I don't get this part of quantum mechanics.

I get the part that you can't observe particles and not affect their behavior because you are shooting photons to them while you are observing them, but how can this show that while you are not observing them, they behave in indeterministically and that's a feature of nature.

Best Answer

The reason for this seeming leap is that the principles of logical positivism, which is the founding philosophy of Heisenberg, Bohr, and all physicists really. This states that if a question cannot be answered even in principle by some sort of experiment, then it is not a valid question, the question is just gibberish.

Consider the following question:

  • In a Hydrogen atom in its ground state, where is the electron in its orbit?

Superficially, it seems sensible, doesn't it?

But how would you formulate an experiment to determine the answer? Now it isn't so clear. Suppose you shine light on the electron to try to find out where it is, then you excite the atom, it is no longer in its ground state. Suppose you shine very low wavelength light, so as not to excite the atom. Then the light scatters off the atom as a whole, and is useless for answering the question.

If you try to use a hard X-ray to localize the electron precisely, you ionize the atom. So this question is impossible to answer by experiment, and now it doesn't look so sensible. It is a valid act of positivism to assert that this question is, in fact, meaningless. The electron does not have a position when the atom is in its ground state.

But lets say you ignore the positivism, and you suppose that the electron has a secret position which is varying in time, as Bohr often did. You might believe that the orbit is periodic, so that the Fourier transform of the orbit has integer multiples of a given frequency. The observed frequency of light emitted by a moving classical object is in integer multiples of the fundamental frequency, the inverse orbital period.

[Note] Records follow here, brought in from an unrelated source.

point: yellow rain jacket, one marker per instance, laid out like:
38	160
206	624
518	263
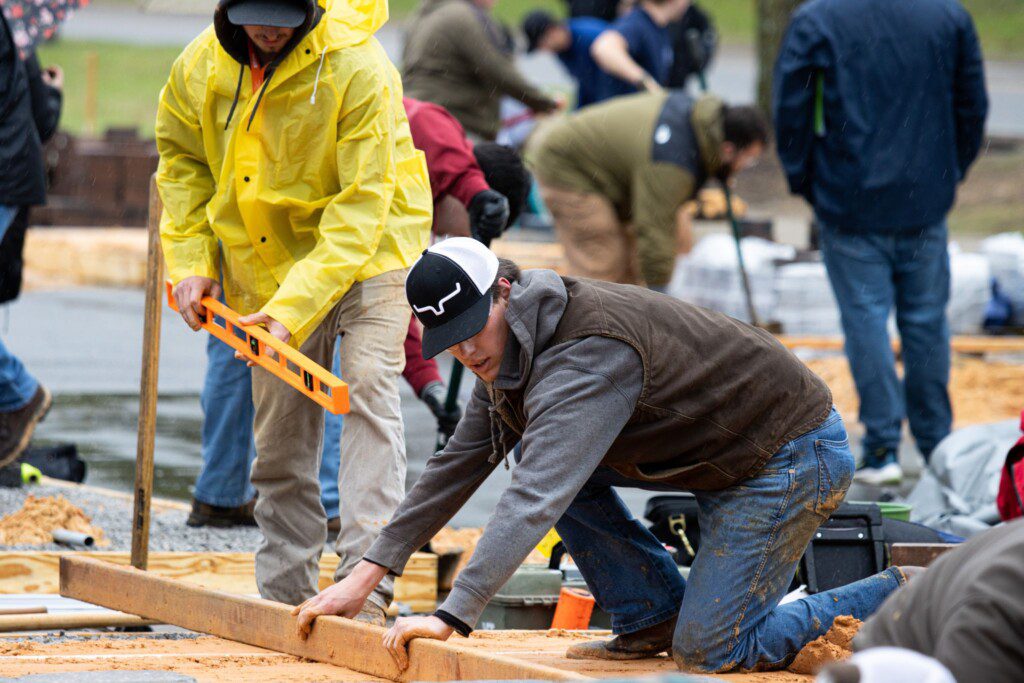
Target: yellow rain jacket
310	183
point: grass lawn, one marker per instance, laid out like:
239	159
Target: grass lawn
129	81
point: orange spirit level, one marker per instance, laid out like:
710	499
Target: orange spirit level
292	366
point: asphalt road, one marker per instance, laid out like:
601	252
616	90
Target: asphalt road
733	75
85	345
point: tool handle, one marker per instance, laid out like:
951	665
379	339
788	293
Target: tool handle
307	377
751	310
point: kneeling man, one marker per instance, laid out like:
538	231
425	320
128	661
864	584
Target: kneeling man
613	385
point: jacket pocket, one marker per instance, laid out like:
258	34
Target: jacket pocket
698	476
835	474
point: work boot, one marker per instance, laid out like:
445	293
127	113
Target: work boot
219	517
372	613
16	426
642	644
880	468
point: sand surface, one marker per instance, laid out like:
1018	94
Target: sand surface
834	646
39	516
216	660
204	657
980	390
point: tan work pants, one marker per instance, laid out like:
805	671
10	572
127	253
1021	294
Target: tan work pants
373	319
597	244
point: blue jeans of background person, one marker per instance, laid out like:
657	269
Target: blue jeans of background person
227	435
870	274
331	454
17	386
752	538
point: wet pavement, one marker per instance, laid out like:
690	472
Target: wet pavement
732	75
85	345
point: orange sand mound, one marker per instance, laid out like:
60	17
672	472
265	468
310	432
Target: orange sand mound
833	646
34	523
981	391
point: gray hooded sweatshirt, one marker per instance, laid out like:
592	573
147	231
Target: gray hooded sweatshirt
579	396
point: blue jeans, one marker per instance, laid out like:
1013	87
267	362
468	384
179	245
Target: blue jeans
17	386
752	538
870	273
227	435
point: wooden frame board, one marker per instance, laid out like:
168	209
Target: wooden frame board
270	625
231	572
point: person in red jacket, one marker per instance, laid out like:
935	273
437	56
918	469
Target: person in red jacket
478	191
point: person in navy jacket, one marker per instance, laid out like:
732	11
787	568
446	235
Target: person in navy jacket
880	110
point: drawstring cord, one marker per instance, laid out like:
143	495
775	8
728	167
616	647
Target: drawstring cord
238	93
312	98
497	435
259	98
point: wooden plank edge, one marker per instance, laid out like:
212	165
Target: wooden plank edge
919	554
269	625
38	571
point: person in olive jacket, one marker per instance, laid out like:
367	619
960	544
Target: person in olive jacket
30	110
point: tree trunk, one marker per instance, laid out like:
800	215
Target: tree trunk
773	17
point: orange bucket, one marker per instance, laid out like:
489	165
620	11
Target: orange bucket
573	610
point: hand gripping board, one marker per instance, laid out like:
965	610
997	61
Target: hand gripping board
291	366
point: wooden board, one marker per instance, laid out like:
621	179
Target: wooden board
960	344
265	624
232	572
919	554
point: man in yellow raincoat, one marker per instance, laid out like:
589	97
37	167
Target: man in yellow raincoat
288	173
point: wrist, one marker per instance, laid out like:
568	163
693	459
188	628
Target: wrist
369	574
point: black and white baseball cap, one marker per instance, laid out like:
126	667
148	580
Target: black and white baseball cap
449	289
278	13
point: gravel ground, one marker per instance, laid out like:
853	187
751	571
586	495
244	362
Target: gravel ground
114	515
71	637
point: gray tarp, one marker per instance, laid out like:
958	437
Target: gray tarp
956	492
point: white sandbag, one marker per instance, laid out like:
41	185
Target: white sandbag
804	300
710	275
1006	257
970	291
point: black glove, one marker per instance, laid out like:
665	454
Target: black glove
433	395
488	213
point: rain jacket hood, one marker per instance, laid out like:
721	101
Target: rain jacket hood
311	184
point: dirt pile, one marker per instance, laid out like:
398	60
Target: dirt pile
34	523
981	391
833	646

So you expect that the light emitted by the atom to come in multiples of the orbital period.

But the atomic transitions have frequencies which are not integer multiples of anything. So they cannot be the description of a classical periodic trajectory. But they correspond to these periodic trajectories when the quantum number is large, when the electron is orbiting far away from the proton. This much was understood by Bohr.

But for Pauli and Heisenberg, who were more radically positivist (at first, Bohr was the most positivist of all later in life), the difficulty of finding an effective procedure led them to renounce the question entirely. They rejected the idea that the electron had a position to be determined. Heisenberg then developed a detailed mathematical theory of the transitions between different atomic levels, and this theory was able to answer questions of the form "if I shine light on the atom in the ground state, what spectral intensities come out?" But this theory could not answer the question "where is the electron", because it did not have an electron position variable which made a sharp classical orbit.

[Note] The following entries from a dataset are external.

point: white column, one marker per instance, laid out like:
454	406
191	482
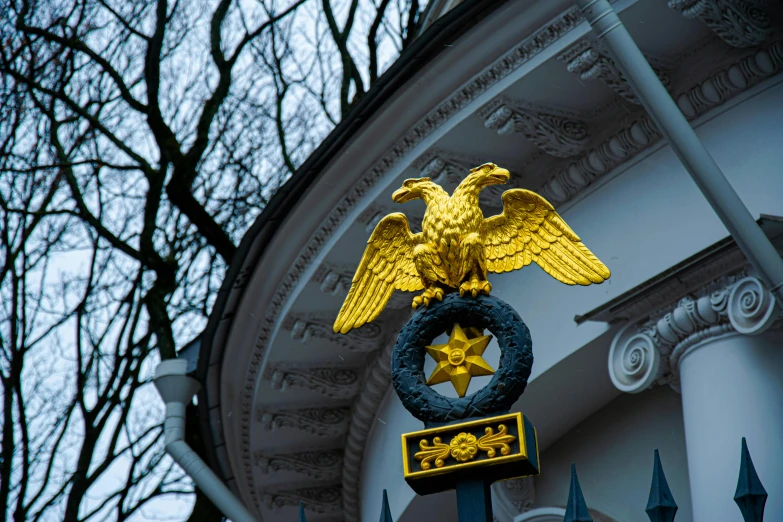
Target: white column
721	350
732	387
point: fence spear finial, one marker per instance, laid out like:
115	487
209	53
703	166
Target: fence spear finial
385	511
576	508
750	495
661	506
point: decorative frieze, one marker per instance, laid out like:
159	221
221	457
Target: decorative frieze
558	133
332	382
322	422
614	151
317	465
304	327
740	23
643	133
648	353
590	62
318	499
373	214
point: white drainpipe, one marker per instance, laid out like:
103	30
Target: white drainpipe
177	390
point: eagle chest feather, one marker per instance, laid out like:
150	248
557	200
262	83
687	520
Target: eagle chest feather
446	224
457	246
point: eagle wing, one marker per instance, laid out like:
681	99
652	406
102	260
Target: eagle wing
387	265
528	230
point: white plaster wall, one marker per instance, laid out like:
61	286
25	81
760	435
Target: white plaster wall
649	218
640	221
613	452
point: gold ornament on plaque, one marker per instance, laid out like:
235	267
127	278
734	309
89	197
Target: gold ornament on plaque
457	247
464	447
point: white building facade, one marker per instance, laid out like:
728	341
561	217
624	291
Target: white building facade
681	350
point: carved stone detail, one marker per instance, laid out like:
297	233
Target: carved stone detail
589	62
318	499
648	353
318	465
363	418
739	23
643	133
323	422
558	133
601	160
304	327
333	382
375	213
731	81
508	63
512	497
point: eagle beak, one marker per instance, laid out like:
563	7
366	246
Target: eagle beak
400	195
499	176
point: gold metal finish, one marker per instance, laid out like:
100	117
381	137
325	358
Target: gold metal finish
459	360
437	452
458	247
464	446
492	441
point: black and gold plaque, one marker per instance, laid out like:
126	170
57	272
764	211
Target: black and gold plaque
499	448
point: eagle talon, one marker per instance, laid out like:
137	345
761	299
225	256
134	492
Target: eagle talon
474	287
427	296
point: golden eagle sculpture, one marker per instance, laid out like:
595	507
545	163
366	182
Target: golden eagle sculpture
457	246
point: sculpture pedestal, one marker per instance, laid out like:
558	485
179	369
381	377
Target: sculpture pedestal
732	387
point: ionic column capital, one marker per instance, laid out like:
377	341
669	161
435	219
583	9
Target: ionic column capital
648	352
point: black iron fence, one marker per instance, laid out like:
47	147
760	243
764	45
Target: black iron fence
750	496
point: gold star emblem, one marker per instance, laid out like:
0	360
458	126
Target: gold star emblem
459	360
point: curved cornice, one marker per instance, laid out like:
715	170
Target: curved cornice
265	228
422	51
221	320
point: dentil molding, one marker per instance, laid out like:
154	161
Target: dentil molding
740	23
590	62
643	133
648	352
510	62
559	133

The modern perspective is just an elaboration of this position. the wavefunction describes the probability of a position measurement experiment to find a given answer, or the probability of getting the answer to an energy measurement. It does not represent the position of an electron, or any other classical quantity.

The reason people believe that there are no fundamental classical quantities evolving deterministically is because of the logical positivist position that they couldn't define them operationally. Logical positivism fell out of favor in the 1970s, for stupid reasons, so it is no longer a prominent position defended in humanistic intellectual circles. This is very sad for most physicists, who are just as positivist as ever, especially considering string theory, holography, and the positivist resolution of the information loss puzzle.